Hobart and William Smith Colleges - Loretz ’17 Awarded Fulbright to Taiwan
The HWS Update
Loretz Jordan

Loretz ’17 Awarded Fulbright to Taiwan

As the recipient of a prestigious 2017-18 Fulbright U.S. Student Award, Jordan Loretz ’17 will travel to Taiwan this fall to begin his tenure as an English Teaching Assistant. An Asian studies and music double major, Loretz plans to use music as a tool to help his students advance their English language comprehension and speaking skills.

“I hope to learn more about how music functions in Taiwanese culture, and the ways in which it’s incorporated into daily life and education,” Loretz says. “I hope to get more students and community members involved in making music and to increase their exposure to music.”

Known for its highly competitive field of applicants, the Fulbright Program is the U.S. government’s flagship international educational exchange program, operating in more than 140 countries throughout the world. Earlier this year, Hobart and William Smith Colleges were named among the nation’s top colleges and universities with the most recipients of U.S. Fulbright Student Awards.

This spring, Loretz joins three other HWS students in receiving the honor. Sara DeVault-Feldman ’17 has been awarded an English Teaching Assistantship to Vietnam. Danielle Mueller ’16, MAT ’17 will travel to the Czech Republic to teach English; and Juliana Heffern ’17 was awarded a Fulbright to Malaysia.

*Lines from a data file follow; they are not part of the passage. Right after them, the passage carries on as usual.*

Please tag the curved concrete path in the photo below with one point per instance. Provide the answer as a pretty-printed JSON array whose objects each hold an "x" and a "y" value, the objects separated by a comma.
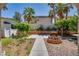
[{"x": 39, "y": 48}]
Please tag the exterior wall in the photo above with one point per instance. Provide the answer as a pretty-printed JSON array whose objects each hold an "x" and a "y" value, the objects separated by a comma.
[
  {"x": 43, "y": 20},
  {"x": 6, "y": 28}
]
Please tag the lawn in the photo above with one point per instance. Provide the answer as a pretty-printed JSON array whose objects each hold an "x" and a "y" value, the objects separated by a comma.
[{"x": 17, "y": 47}]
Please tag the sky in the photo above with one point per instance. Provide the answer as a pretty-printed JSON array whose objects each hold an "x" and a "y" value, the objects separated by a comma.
[{"x": 41, "y": 9}]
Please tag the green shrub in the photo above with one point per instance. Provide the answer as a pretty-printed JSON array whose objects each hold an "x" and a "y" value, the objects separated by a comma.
[{"x": 6, "y": 41}]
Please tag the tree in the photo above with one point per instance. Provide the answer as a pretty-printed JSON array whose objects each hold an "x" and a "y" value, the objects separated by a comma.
[
  {"x": 23, "y": 28},
  {"x": 17, "y": 16},
  {"x": 28, "y": 14},
  {"x": 59, "y": 10},
  {"x": 52, "y": 12},
  {"x": 2, "y": 7}
]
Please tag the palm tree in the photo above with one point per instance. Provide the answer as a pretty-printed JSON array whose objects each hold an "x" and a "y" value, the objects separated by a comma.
[
  {"x": 17, "y": 16},
  {"x": 28, "y": 14},
  {"x": 67, "y": 8},
  {"x": 51, "y": 15},
  {"x": 52, "y": 12},
  {"x": 2, "y": 7},
  {"x": 59, "y": 10},
  {"x": 77, "y": 5}
]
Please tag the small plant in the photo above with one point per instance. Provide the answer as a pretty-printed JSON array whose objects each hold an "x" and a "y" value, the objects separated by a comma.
[{"x": 6, "y": 41}]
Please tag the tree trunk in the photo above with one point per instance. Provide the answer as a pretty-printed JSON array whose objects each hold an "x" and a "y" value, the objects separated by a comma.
[
  {"x": 54, "y": 13},
  {"x": 78, "y": 32},
  {"x": 66, "y": 14},
  {"x": 0, "y": 24}
]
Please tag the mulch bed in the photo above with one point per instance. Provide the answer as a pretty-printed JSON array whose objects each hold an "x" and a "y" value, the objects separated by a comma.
[
  {"x": 66, "y": 48},
  {"x": 16, "y": 48}
]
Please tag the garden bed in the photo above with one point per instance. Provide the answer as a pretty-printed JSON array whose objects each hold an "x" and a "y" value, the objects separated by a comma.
[
  {"x": 18, "y": 47},
  {"x": 66, "y": 48}
]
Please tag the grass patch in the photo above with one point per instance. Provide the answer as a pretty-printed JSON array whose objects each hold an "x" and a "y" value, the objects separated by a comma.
[{"x": 6, "y": 41}]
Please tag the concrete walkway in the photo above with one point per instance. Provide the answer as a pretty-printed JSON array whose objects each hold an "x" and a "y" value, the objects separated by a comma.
[{"x": 39, "y": 48}]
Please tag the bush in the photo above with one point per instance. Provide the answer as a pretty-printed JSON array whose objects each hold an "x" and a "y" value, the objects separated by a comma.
[
  {"x": 6, "y": 41},
  {"x": 40, "y": 28}
]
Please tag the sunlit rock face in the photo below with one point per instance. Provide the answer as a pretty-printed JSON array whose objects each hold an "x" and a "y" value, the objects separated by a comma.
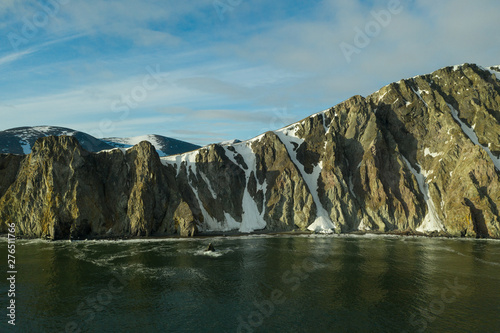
[{"x": 419, "y": 155}]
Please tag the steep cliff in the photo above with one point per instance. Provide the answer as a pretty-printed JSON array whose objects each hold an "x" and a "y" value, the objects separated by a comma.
[{"x": 418, "y": 155}]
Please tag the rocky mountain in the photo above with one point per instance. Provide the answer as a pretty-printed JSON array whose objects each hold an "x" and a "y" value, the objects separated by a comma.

Loretz, who says he is most excited to teach in Taiwan due to its rich history of music, will use music as a teaching tool and as a platform to integrate into the local culture and Taiwanese musical traditions. He plans to collaborate with musical groups and organizations in his host city and to organize events to raise money for charity foundations.

Well-prepared for the demands of teaching in a foreign country, Loretz will draw on his experience volunteering as an English teacher to a third-grade class while studying in Nanjing, China. While studying Mandarin Chinese and global business in Nanjing, he used musical performance as a tool to engage with his students and bridge language barriers.

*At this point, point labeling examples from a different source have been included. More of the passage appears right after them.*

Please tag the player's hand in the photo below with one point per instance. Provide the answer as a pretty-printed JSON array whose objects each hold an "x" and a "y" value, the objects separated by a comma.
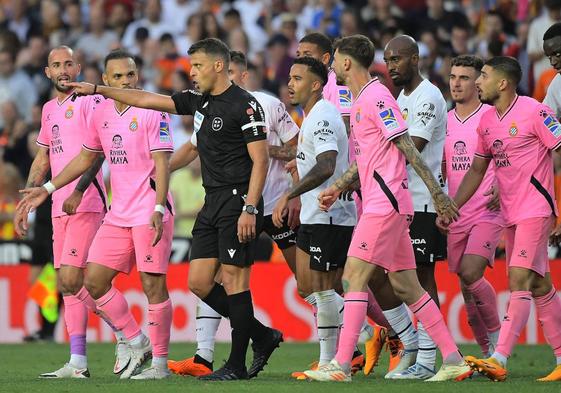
[
  {"x": 294, "y": 207},
  {"x": 493, "y": 203},
  {"x": 280, "y": 211},
  {"x": 290, "y": 166},
  {"x": 157, "y": 226},
  {"x": 555, "y": 236},
  {"x": 446, "y": 207},
  {"x": 71, "y": 203},
  {"x": 246, "y": 227},
  {"x": 32, "y": 198},
  {"x": 443, "y": 225},
  {"x": 81, "y": 88},
  {"x": 20, "y": 224},
  {"x": 327, "y": 197}
]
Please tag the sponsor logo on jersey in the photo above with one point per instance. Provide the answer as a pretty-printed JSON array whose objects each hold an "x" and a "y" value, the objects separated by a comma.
[
  {"x": 345, "y": 98},
  {"x": 164, "y": 132},
  {"x": 133, "y": 126},
  {"x": 389, "y": 119}
]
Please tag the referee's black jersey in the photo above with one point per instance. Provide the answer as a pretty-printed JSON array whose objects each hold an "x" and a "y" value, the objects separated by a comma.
[{"x": 223, "y": 125}]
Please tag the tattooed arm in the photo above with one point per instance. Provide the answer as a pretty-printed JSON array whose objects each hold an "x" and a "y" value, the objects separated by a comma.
[
  {"x": 70, "y": 204},
  {"x": 39, "y": 168},
  {"x": 323, "y": 170},
  {"x": 443, "y": 204}
]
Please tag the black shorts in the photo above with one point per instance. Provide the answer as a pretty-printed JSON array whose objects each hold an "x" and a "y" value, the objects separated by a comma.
[
  {"x": 428, "y": 243},
  {"x": 326, "y": 244},
  {"x": 215, "y": 232},
  {"x": 284, "y": 237}
]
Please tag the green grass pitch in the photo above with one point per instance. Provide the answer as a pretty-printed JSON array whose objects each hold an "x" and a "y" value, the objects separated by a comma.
[{"x": 20, "y": 365}]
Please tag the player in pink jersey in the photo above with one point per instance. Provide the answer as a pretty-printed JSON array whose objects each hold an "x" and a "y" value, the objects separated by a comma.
[
  {"x": 472, "y": 239},
  {"x": 518, "y": 134},
  {"x": 319, "y": 46},
  {"x": 77, "y": 207},
  {"x": 381, "y": 241},
  {"x": 139, "y": 227}
]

“I used music to grab their attention and engage them with active learning,” explains Loretz, who hopes to pursue ethnomusicology at the post-graduate level and develop a Mandarin language-learning curriculum that uses music as a means of language acquisition.

At HWS, Loretz works as a teaching fellow in the Spanish and Music Departments and has worked as an America Reads tutor. He is the president of A Perfect Third a cappella group and is involved with HWS theatre, jazz ensemble, chorale and cantori and the Mandarin-English Language table.

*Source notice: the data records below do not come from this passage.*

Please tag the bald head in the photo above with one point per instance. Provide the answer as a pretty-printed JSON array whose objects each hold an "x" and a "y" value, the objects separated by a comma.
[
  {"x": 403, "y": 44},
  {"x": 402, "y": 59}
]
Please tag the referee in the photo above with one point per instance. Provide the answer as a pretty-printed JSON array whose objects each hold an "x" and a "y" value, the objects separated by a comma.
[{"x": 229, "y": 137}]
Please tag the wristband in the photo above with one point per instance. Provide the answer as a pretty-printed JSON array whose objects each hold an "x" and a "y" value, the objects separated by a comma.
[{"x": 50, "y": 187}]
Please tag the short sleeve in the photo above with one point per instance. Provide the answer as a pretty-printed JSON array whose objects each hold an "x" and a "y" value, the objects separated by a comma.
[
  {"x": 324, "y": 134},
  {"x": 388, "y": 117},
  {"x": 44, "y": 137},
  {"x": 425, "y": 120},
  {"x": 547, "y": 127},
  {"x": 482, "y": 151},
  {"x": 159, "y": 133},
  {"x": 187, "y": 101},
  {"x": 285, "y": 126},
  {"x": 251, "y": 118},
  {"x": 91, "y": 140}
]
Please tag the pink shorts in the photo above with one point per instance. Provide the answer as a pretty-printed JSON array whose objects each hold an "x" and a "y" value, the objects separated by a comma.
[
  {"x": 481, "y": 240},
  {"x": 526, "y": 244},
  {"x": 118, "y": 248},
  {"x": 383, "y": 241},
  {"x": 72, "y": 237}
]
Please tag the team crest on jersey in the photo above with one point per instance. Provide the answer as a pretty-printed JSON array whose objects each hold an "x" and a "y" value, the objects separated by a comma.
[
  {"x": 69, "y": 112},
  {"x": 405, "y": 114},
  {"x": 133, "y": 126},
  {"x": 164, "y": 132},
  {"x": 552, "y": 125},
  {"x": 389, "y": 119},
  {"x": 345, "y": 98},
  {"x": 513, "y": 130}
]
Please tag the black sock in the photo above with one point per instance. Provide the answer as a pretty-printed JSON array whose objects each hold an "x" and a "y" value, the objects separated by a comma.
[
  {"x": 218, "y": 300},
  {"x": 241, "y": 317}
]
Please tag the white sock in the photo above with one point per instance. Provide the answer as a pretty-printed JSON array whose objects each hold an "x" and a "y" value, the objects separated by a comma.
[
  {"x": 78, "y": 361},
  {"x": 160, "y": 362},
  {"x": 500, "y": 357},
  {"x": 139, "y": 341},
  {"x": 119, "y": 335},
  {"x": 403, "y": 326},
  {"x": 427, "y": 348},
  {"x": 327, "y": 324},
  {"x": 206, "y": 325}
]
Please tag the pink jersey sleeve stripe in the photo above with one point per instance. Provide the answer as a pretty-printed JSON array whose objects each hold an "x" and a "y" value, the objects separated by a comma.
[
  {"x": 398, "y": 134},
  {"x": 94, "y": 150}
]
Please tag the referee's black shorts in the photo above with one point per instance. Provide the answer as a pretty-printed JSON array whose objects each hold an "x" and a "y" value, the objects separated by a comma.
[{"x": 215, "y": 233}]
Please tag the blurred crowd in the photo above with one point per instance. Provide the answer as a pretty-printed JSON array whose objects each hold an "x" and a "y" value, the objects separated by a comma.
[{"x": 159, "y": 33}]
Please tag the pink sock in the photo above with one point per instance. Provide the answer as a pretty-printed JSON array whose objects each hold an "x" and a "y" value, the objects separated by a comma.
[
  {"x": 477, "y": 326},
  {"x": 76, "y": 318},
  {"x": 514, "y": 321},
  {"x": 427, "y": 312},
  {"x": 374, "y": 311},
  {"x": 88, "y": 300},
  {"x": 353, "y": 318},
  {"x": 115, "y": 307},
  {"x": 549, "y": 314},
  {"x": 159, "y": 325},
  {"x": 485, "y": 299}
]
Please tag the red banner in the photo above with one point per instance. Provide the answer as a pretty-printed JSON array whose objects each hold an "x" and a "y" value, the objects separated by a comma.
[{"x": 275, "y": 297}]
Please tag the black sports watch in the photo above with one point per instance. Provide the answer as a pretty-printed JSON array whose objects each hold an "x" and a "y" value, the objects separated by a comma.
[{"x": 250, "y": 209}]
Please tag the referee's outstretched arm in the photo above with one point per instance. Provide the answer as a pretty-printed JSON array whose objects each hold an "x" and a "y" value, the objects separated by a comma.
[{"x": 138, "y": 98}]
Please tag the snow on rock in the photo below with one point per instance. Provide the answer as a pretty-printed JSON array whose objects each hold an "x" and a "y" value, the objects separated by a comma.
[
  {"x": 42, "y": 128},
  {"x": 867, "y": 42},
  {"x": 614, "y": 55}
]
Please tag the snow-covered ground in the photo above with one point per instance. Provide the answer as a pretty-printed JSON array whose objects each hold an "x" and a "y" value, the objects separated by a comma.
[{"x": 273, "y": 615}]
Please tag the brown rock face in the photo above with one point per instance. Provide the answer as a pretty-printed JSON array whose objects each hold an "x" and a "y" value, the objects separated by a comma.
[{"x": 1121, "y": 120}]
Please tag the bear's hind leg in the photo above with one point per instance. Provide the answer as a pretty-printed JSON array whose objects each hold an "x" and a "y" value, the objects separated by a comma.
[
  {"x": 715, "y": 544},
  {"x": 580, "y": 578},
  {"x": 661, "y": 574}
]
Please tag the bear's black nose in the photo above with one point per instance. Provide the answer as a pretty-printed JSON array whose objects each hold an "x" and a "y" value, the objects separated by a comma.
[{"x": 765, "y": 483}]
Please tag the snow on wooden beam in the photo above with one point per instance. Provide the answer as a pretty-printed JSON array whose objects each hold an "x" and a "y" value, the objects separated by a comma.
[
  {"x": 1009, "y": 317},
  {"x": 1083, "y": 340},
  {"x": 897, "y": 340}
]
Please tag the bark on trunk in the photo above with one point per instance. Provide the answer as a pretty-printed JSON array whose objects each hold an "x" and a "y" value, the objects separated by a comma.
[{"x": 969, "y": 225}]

Loretz is a member of the Chimera Honors Society and was the recipient of the Ben Hale First Year Academic Achievement Award, the Frank Smith ’26 Scholarship for Community Involvement and the Milton Haight Turk Memorial Prize for Excellence in the Humanities. He received a Student International Initiative Fund grant from the HWS Center for Global Education to pursue an independent project while studying abroad in Nanjing.